Norman Corwin's play The Rivalry premiered on Broadway in 1958, the year of the hundredth anniversary of its subject, the Lincoln-Douglas Debates. Irish Repertory Theatre is reviving it 50 years later, with results that I wasn't really expecting. The Rivalry turns out to be not much of a play, and not particularly instructive history—notwithstanding the importance and inherent drama of its topic.

The play consists mostly of excerpts from the debates, though not always in their proper historical sequence. Act One seems to be out to prove that Lincoln, opposed to the extension of slavery into new territories and also morally opposed to the institution of slavery itself, is "right." (Perhaps just four years after Brown v. Board of Education and six years before the U.S. passed its first significant civil rights legislation since the Civil War, such positioning was more necessary than it seems to be today.) And Act Two is all about the rehabilitation of Stephen Douglas—that in spite of the Kansas-Nebraska Act and other catastrophic legislation that he conceived and supported, he was an American patriot of the first order, undeserving of the disdain and relative obscurity that have become his legacy.

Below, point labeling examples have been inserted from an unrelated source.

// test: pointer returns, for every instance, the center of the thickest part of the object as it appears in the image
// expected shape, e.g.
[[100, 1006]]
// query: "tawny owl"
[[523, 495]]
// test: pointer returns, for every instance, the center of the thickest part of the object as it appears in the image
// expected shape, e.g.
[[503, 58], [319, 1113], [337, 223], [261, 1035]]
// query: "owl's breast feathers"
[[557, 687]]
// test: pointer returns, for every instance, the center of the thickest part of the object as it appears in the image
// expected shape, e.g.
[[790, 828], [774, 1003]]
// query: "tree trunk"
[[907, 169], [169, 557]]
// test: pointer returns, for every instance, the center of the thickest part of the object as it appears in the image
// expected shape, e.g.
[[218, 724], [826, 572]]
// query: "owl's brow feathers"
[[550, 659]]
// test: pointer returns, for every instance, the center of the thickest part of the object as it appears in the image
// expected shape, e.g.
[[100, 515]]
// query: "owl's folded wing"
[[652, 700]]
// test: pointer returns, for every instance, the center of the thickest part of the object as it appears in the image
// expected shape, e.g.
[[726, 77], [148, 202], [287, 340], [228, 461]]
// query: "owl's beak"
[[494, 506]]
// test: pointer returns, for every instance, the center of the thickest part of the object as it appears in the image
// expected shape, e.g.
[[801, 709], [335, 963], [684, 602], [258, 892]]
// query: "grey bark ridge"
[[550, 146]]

Trouble is, Corwin never really delves deeply into the characters of either Lincoln or Douglas to teach us anything new about them. His narrator is Adele Douglas, Stephen's wife, and because she's the only one in the play who ever reveals herself as a human being to the audience, she's the one we get to know and empathize with. Corwin has written a couple of scenes where Adele is alone with Lincoln, and they're charmers, the highlights of the play, with enigmatic Honest Abe humanized a bit for us. Scenes between Adele and Stephen, on the other hand, fall flat: Corwin resorts to cliches here, perhaps because he believes (correctly) that most of us don't know much about Douglas. The opportunity to teach us something is thus strangely and inadvertently squandered.

The speechifying in the many debate scenes rises and falls on the actors, and I'm afraid at the performance reviewed that Christian Kauffmann, who in many ways conjures Lincoln eerily well, didn't seem fully comfortable with his material yet. Peter Cormican's Douglas feels too contemporary, smiling and waving at the crowd in a manner that's more reminiscent of George W. Bush rather than a 19th century ethos.

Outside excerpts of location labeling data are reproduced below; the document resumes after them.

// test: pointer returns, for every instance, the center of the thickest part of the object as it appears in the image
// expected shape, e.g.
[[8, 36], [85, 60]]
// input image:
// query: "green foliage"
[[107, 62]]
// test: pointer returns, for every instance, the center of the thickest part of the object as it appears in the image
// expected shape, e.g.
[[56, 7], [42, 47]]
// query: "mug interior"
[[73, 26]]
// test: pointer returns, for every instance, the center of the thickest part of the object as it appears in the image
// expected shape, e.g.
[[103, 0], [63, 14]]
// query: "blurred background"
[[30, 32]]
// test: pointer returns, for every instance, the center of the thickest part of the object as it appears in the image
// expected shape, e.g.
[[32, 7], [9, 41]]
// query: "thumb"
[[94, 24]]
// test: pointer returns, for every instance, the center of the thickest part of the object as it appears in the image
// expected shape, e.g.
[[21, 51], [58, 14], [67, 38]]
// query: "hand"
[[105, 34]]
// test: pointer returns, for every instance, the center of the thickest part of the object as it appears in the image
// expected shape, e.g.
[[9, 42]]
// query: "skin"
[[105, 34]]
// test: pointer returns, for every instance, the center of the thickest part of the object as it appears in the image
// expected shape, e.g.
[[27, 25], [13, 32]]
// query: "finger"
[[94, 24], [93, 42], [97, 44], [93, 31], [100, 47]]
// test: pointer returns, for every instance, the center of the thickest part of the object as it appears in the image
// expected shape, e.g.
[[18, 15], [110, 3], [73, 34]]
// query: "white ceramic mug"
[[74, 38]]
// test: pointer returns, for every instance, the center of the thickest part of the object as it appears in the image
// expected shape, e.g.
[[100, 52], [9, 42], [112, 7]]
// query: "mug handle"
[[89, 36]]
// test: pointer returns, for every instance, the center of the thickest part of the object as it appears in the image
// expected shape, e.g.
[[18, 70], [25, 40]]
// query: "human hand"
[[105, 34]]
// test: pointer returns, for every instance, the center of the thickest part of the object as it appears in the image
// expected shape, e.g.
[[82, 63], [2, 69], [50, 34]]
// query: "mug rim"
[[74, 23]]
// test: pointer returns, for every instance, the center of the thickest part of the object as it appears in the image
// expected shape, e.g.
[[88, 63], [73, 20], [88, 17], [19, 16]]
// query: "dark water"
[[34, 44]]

Mary Linda Rapelye is appealing as Adele, though her role is quite naturally overshadowed by the two Great Men of the play. Doug Stender has a puzzling assignment, as a Republican Committeeman and a Reporter, in each guise just sort of popping onto the stage out of nowhere, without context, to deliver a brief monologue to rally the troops or pass on a bit of exposition. These speeches seem built solely to cover scene and costume changes; since Eugene D. Warner's generic campaign platform set and Rosi Zingales's period costumes remain intact from start to finish, Stender's role doesn't seem to have much of a purpose.

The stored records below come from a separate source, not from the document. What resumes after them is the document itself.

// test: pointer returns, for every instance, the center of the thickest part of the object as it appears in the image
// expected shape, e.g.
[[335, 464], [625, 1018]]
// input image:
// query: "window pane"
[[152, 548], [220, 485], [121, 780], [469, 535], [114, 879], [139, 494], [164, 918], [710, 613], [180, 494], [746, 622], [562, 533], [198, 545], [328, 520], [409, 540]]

Current research suggests that Lincoln held racist beliefs in line with most Americans of his time, thinking blacks inherently inferior to whites; Corwin doesn't go there at all, which is kind of a shame.

In the end, The Rivalry is interesting mostly for what it reminds us about American politics and history of 150 years ago. Discourse, even among these remarkable orators, wasn't necessarily more fact-based or objective than we might like to believe, which is definitely worth noting. And the great issue of that day—whether, as Lincoln so memorably put it, the nation could continue to exist half-slave and half-free—remains vital as an underpinning to our contemporary situation.